For the year ended 31 December 2017, the Group’s revenue and tariff adjustment were approximately RMB4,820,975,000 (year ended 31 December 2016: approximately RMB4,726,592,000). The Group’s profit for the year was approximately RMB403,846,000 (year ended 31 December 2016: approximately RMB400,650,000) and the Group recorded profit attributable to equity holders of the Company amounted to approximately RMB401,702,000 (year ended 31 December 2016: approximately RMB404,536,000). Basic and diluted earnings per share amounted to approximately RMB0.3385 (year ended 31 December 2016: approximately RMB0.3409) and RMB0.3385 (year ended 31 December 2016: approximately RMB0.3409).

On 30 December 2015, SPIC entered into a memorandum of understanding with CPNE, pursuant to which, SNPTC, a subsidiary of SPIC, will seek to transfer all of its nuclear power assets and businesses to the Company. At present, CPNE and SPIC are still in the discussion and negotiation in respect of the possible transaction. Save for the MOU (which contains certain legally binding provisions as disclosed in the Announcement dated 30 December 2015), no formal or legally binding agreement has been entered into between the Group and the SPIC Group in respect of the Possible Transaction.
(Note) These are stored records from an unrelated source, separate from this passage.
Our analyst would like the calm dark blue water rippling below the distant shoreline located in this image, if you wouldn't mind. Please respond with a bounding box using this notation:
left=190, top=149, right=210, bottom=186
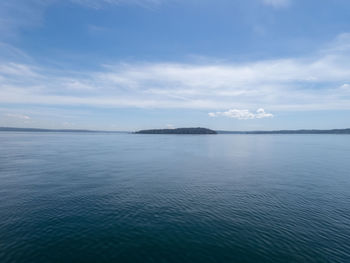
left=0, top=132, right=350, bottom=263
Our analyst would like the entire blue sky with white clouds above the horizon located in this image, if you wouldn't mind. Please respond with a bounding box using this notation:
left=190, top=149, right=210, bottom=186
left=0, top=0, right=350, bottom=131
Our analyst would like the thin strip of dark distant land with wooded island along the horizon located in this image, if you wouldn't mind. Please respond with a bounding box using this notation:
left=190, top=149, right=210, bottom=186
left=0, top=127, right=350, bottom=135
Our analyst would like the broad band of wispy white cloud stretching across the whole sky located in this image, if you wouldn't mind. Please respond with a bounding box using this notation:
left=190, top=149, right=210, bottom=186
left=0, top=34, right=350, bottom=111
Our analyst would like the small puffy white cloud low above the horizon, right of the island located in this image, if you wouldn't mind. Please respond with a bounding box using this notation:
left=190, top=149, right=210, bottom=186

The Group understands that (i) the SPIC Group intends to progress the Possible Transaction after the completion of certain internal reorganisation which is subject to the approval by certain governmental and regulatory authorities in the PRC; and (ii) such governmental and regulatory authorities have not provided any estimated timeline for response. In 2017, the Reorganisation Proposal was approved by the shareholders, pursuant to which, the Group moved its register of members from Bermuda to Hong Kong, and its holding company has changed to CPCE (from CPNE prior to the Reorganisation Proposal).


2017 saw a drastic increase in the installed power capacity of clean energy. In respect of power generation, there was faster growth in the power generation from new energy sources such as photovoltaic and wind power, with brisk growth in additional installed capacity and improvement in wind and photovoltaic curtailment. During the year, the installed power capacity of clean energy accounted for 36.6% of the installed power capacity nationwide, with power generation amounting to 1.7 trillion kWh and accounting for 26.4% of the power generation nationwide. With respect to the supply side of power, green and clean energy, as part of the power structure, has become the general trend. Of the future power structure in China, the proportion of clean, low-carbon electricity will continue to increase. At present, China still relies on coal power generation. In the next three years, the proportion of hydropower, wind power, photovoltaic power, nuclear power and gas power generation will continue to increase.

Supported by the “13th Five-Year Plan” with respect to power development, China’s power system reform has introduced a structure in which a number of business models can be explored. It is expected that results can be achieved in stages in power transmission and distribution tariff reform, power market construction, power sales and distribution reform, and other key areas. 2017 saw a prominent uptick in the traded power volume in the national electricity market, which amounted to 1.63 trillion kWh and represented a year-on-year increase of 45.0%. This helped to relieve the wind and photovoltaic curtailment in Northeast, North and Northwest China. In 2017, there was 41.9 billion kWh in wind power curtailment nationwide and a wind curtailment rate of 12.0%, which represented a year-on-year decline of 5.2%. Thus, China has achieved a decline in both the amount of wind power curtailment and wind curtailment rate. Across the country, 7.3 billion kWh of photovoltaic power was curtailed, which represented a curtailment rate of 6.0% and a year-on-year decline of 4.3%.


Projects under construction continued to commence operation

As of 31 December 2017, the Group had commenced operation in a total of five projects, namely, Fujian Zhangpu Project (with a capacity of 44.2MW and a total installed capacity of 80.0MW), Hubei Macheng Chunyangshan Project (with a capacity of 80.0MW), Anhui Wuhu Project (with a capacity of 24.0MW), Jiangxi Ji’an Aoli Project (with a capacity of 2.5MW) and Phase I of Fujian Zhao’an Project (with a capacity of 20.0MW), with a cumulative newly installed capacity of 170.7MW in total. As of 31 December 2017, the Group’s controlled installed capacity amounted to 3,903.43MW, which represented an increase of 4.6% compared with the same period last year. During the year, the Group obtained approval from several projects, including the waste-to-energy power projects in Liaoning Beizhen, Phase II of Anhui Wuhu and Henan Shangqiu, as well as Hubei Macheng Guishan Wind Power Project. Such projects are planned to commence construction in 2018 and 2019.

Safety production

In 2017, the Group fulfilled its responsibilities for safety production management, consolidated and promoted the Health, Safety and Environmental (HSE) Management System and its application, completed safety inspections and prevention tasks for projects, while commencing various types of reconstruction projects. During the year, the Group had no incident recorded with respect to the annual safety production control target, and the safety conditions of infrastructure and production were stable and under control.